•  L'amour chrétien

    Esprit, la « grande revue catholique » de notre temps, a consacré son numéro spécial de novembre à « la sexualité », qu’elle définit assez bien dans son avant-propos comme « le lieu de tous les tâtonnements ». J’imagine que les lecteurs d’Esprit, et bien d’autres cœurs honnêtes, épris de bonne foi, de science et de lumière, ont naïvement applaudi la merveilleuse audace : demander à des philosophes, des psychanalistes et des révérends pères leur opinion sur la contraception ou l’éducation sexuelle. J’entends d’ici les commentaires tout faits : « courage d’aborder… sujet brûlant… l’Église face aux réalités… assumer son corps… »
     Seuls quelques mauvais sujets, des lecteurs d’Esprit mal tournés, prêteront à Paul Ricœur des intentions gaillardes lorsqu’il annonce, dès le début de son article, qu’il va « passer par ce qui rend le sexe errant et aberrant ». Les mêmes polissons auront du plaisir à lire que « le sacré doit franchir le seuil de la personne. Ce seuil une fois franchi, l’homme devient responsable de donner la vie ». Et lorsqu’ils entendront parler de la sexualité comme « organe de reconnaissance mutuelle », ils ajouteront sans doute, emportés par leurs mauvais calembours, que ces messieurs d’Esprit donnent eux-mêmes des verges pour se faire fouetter. *
     Il serait injuste de reprocher à ces philosophes, ces psychiatres, ces révérends pères, leurs expressions malheureuses : ce ne sont pas des écrivains, mais des savants – avec leur langage spécialisé, imperméable aux néophytes : « … à la base de ce refus d’un sérieux non-sérieux, se trouve une attitude sérieuse, mais qui ne veut pas se reconnaître comme telle, et dans laquelle la désacralisation de la sexualité est utilisée à des fins iconoclastes » ; c’est également une explication scientifique que M. Ch. H. Nodet donne à la pédophilie d’un jeune prêtre : « Elle ne devait pas faire illusion, déclare-t-il. L’absence d’élan vers la femme témoignait déjà d’une peur fondamentale d’assumer l’affirmation virile. » Timide curé ! Pourquoi tant de scrupules ?

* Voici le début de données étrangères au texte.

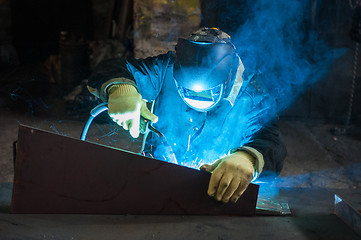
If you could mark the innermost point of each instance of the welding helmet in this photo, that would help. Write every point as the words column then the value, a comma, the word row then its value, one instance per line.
column 205, row 68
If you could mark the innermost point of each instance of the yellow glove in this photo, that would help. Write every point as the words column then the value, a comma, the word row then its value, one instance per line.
column 126, row 106
column 231, row 176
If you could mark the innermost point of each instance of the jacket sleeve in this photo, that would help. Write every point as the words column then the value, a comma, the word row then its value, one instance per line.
column 269, row 142
column 147, row 75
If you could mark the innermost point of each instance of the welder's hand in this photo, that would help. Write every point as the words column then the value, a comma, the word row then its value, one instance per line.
column 126, row 106
column 230, row 176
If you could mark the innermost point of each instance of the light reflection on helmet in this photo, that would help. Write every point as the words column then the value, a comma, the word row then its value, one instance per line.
column 205, row 68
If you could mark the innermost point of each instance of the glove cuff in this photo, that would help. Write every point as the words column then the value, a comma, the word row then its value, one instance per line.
column 102, row 92
column 257, row 160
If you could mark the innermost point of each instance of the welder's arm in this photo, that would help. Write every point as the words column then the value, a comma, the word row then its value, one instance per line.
column 269, row 143
column 231, row 176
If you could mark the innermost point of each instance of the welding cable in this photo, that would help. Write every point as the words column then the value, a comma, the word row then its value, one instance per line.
column 93, row 113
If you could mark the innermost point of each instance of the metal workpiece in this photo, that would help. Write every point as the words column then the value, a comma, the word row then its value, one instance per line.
column 58, row 174
column 350, row 214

     Car tout vient de là. Des scrupules. Des complexes. Les amours qui se terminent mal ne sont pas des amours saines. Prenez Tristan et Iseult, le type même de l’amour œdipien, comme nous le rappelle Yvon Bres – et voyez où cela mène. Roméo et Juliette sont encore épargnés, mais le temps n’est pas loin où des philosophes, des psychiatres et des révérends pères nous apporteront la preuve qu’il s’agissait d’un cas flagrant de fétichisme du podex, mêlé d’hermaphrodisme psychique. *
     La science, Dieu merci, peut tout guérir. Et philosophes, psychiatres, révérends pères, enfants émerveillés devant leurs jouets neufs – la « réflexologie », l’« intersubjectivité », les « techniques endogènes » – ne craignent pas d’apporter à ces problèmes intimes qui les fascinent leurs rudes et miraculeuses solutions ; d’autant plus miraculeuses qu’elles ne se recommandent de nulle preuve, de nulle statistique. D’ailleurs, si l’on en croit l’abbé Marc Oraison, ou le révérend père de Lestapis, les obsessions sexuelles de notre époque sont un bon signe. Nous traversons une époque de « défoulement érotique » qui annonce « un nouvel humanisme ». *
     M. l’abbé, vous êtes sans doute aussi confesseur ; je vous le demande sérieusement : pourquoi pas un électrochoc plutôt qu’un Confiteor ? Ou plutôt, puisque vous êtes, paraît-il, psychanalyste, que faites-vous dans les Ordres ? Ou encore, puisque vous êtes, paraît-il, dans les Ordres, comment pouvez-vous accepter de collaborer à une revue qui se justifie de consacrer un numéro spécial « à la sexualité plutôt qu’à l’amour », en précisant que « la sexualité est le lieu de toutes les joies » ? Je me demande ce qu’Emmanuel Mounier, le fondateur d’Esprit, ou Albert Béguin, son dernier directeur, ou Pascal, leur maître à tous deux – et qui semble avoir éprouvé des joies différentes – pourraient penser de cette candide et diabolique profession de foi. Sans doute éclaireraient-ils, à la lumière de leur cœur, les déchirements du vôtre, car je ne peux pas croire qu’un homme d’Église ait totalement oublié l’existence de l’amour, et se contente sans remords d’un rôle de conseiller technique.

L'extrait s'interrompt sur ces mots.